Among 17 967 men, we identified 382 lateral and 314 medial repairs. The risk of lateral repairs increased with time spent standing/walking with an HR of 1.45 (95% CI 1.12 to 1.88) for ≥6 hours/day versus <4 hours/day, corresponding to an excess fraction of cases of 31% in the group with ≥6 hours/day. This group had a RAP of 6.7 (95% CI 2.6 to 10.8) years. Medial repairs were not associated with occupational mechanical exposures. A body mass index ≥30 kg/m showed lower HRs for both repair types. Leisure-time physical activity and smoking status were not related to any of the outcomes.

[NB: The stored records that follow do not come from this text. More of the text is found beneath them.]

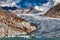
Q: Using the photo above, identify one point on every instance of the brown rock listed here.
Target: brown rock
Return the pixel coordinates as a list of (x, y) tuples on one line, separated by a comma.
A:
[(11, 24)]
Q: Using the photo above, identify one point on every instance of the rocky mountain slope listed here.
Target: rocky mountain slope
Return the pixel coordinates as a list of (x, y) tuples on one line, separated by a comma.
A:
[(12, 25)]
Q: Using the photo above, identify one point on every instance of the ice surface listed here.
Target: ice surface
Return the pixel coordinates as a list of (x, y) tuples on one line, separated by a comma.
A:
[(46, 27)]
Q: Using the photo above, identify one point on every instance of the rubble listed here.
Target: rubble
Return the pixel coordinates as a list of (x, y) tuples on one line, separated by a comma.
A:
[(12, 25)]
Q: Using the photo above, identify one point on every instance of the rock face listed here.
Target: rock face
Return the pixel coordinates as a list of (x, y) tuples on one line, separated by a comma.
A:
[(12, 25), (53, 12)]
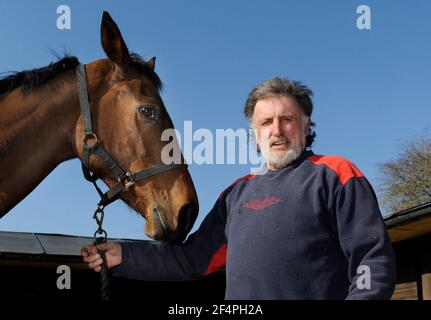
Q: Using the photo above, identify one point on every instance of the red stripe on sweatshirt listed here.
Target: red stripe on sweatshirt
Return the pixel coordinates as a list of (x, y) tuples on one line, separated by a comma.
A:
[(342, 167), (218, 261)]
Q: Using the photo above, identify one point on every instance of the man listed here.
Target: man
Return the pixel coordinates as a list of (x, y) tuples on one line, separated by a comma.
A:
[(308, 228)]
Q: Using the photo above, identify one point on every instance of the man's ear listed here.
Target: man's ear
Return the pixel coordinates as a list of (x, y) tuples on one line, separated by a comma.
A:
[(113, 43)]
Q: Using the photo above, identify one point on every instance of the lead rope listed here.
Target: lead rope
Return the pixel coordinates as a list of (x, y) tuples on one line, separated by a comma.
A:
[(99, 214)]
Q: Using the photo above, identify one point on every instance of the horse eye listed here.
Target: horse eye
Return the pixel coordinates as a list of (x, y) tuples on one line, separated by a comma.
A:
[(148, 112)]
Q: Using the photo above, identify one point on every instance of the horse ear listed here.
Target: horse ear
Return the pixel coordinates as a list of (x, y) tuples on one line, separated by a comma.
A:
[(152, 63), (113, 43)]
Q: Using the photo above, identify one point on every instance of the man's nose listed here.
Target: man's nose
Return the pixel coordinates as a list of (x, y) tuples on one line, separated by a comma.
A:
[(276, 128)]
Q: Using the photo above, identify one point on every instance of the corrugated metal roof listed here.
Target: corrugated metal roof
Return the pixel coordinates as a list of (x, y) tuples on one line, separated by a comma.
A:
[(48, 244)]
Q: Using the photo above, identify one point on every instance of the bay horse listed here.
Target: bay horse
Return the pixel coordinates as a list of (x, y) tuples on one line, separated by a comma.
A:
[(41, 125)]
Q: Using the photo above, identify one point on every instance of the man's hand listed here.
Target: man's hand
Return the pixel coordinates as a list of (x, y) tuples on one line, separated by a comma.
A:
[(92, 256)]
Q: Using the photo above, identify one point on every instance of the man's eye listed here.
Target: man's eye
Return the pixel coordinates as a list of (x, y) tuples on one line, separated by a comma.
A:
[(148, 112)]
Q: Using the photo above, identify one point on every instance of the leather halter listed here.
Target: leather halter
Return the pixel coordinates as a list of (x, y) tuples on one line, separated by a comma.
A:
[(125, 179)]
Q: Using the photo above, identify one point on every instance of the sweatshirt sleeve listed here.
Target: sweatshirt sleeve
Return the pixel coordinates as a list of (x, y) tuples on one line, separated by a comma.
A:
[(203, 252), (365, 242)]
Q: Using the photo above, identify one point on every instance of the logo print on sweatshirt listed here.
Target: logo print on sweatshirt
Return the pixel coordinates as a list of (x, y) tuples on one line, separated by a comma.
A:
[(262, 203)]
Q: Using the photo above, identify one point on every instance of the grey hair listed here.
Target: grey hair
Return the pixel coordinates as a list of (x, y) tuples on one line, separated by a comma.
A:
[(284, 87)]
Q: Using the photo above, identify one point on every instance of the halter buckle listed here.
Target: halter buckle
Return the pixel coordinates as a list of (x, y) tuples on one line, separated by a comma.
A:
[(127, 180), (90, 137)]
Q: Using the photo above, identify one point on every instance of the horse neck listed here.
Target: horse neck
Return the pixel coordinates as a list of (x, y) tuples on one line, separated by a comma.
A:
[(37, 133)]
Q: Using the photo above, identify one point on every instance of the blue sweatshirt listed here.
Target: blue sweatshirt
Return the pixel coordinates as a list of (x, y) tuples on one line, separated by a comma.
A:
[(300, 232)]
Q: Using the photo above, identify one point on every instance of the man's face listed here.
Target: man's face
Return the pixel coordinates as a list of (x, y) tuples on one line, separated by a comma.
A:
[(280, 130)]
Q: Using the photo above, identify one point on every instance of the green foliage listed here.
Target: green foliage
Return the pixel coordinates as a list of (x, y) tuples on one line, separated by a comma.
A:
[(406, 181)]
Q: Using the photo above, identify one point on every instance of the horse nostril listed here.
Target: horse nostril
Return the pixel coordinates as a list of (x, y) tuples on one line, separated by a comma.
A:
[(187, 216)]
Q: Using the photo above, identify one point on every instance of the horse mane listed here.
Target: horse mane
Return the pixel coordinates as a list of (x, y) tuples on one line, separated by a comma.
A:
[(30, 80)]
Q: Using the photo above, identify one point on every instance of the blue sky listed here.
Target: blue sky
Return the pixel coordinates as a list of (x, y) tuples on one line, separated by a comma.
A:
[(372, 87)]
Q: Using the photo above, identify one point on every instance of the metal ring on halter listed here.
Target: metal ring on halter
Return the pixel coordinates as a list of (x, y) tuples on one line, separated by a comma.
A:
[(100, 232), (90, 136)]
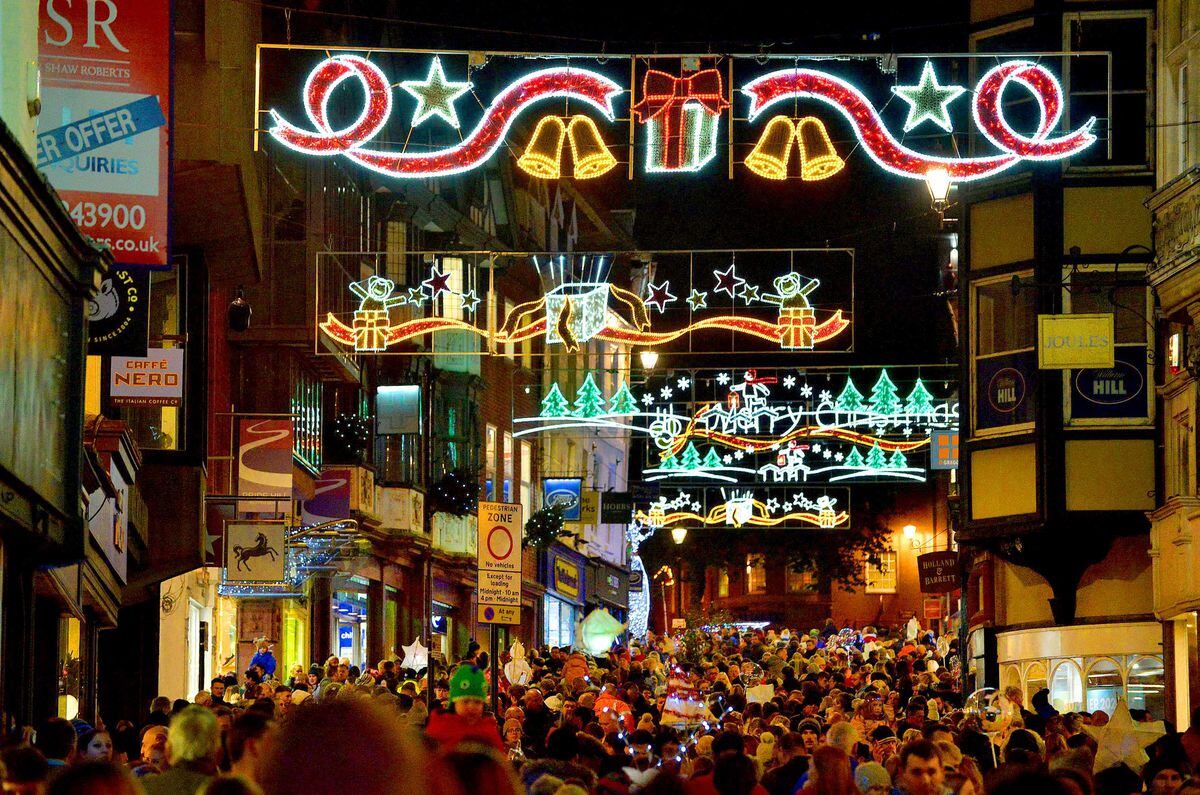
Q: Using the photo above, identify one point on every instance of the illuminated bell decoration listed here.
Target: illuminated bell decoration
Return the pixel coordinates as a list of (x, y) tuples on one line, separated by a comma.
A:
[(819, 159), (544, 154), (589, 154), (545, 149), (771, 154)]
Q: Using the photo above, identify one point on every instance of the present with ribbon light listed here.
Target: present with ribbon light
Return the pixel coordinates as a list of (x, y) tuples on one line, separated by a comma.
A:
[(682, 115), (371, 327)]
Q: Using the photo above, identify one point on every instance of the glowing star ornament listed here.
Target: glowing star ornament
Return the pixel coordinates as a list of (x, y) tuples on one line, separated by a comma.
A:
[(417, 656), (928, 100), (436, 95), (727, 281), (660, 296), (1122, 740), (598, 631)]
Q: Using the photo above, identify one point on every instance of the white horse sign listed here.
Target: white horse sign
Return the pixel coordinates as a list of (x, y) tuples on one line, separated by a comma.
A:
[(255, 553)]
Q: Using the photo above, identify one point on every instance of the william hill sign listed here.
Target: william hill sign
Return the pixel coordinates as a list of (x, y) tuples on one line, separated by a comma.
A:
[(1074, 341)]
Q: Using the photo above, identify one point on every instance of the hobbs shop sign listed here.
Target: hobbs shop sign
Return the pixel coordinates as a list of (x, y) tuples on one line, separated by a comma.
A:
[(1072, 341)]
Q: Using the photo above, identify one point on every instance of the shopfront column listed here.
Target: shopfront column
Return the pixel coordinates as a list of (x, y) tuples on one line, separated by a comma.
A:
[(376, 597), (321, 607)]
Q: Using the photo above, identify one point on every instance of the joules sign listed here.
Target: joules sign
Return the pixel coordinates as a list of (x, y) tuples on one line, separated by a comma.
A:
[(587, 115)]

Assuming a causal relationship, the results suggest that around 30% of all first-time lateral inguinal hernia repairs in the highest exposure category would be preventable if the time spent standing/walking could be reduced from ≥6 to <4 hours/day. The repairs might even be postponed by 6-7 years.
评估职业性机械暴露与首次腹股沟外侧和内侧疝修补之间的暴露-反应关系以及生活方式因素的影响。估计职业性机械暴露是否会促使疝修补提前。
这项纵向研究基于丹麦拉马齐尼中心肌肉骨骼研究数据库中18至65岁男性队列的问卷调查数据。我们使用工作暴露矩阵估计职业性机械暴露。在丹麦疝数据库中识别出1998年至2014年的首次腹股沟疝修补病例。我们使用Cox回归分析,并计算暴露组中的超额分数和率推进期(RAPs)。
在17967名男性中,我们识别出382例腹股沟外侧修补和314例腹股沟内侧修补。腹股沟外侧修补的风险随着站立/行走时间的增加而增加,每天站立/行走≥6小时与每天站立/行走<4小时相比,风险比(HR)为1.45(95%置信区间1.12至1.88),这对应于每天站立/行走≥6小时组中31%的超额病例。该组的RAP为6.7年(95%置信区间2.6至10.8)。腹股沟内侧修补与职业性机械暴露无关。体重指数≥30kg/m²在两种修补类型中均显示出较低的HRs。休闲时间的体育活动和吸烟状况与任何结局均无关。
假设存在因果关系,结果表明,如果每天站立/行走时间能从≥6小时减少至<4小时,最高暴露类别中约30%的首次腹股沟外侧疝修补是可以预防的。疝修补甚至可能推迟6至7年。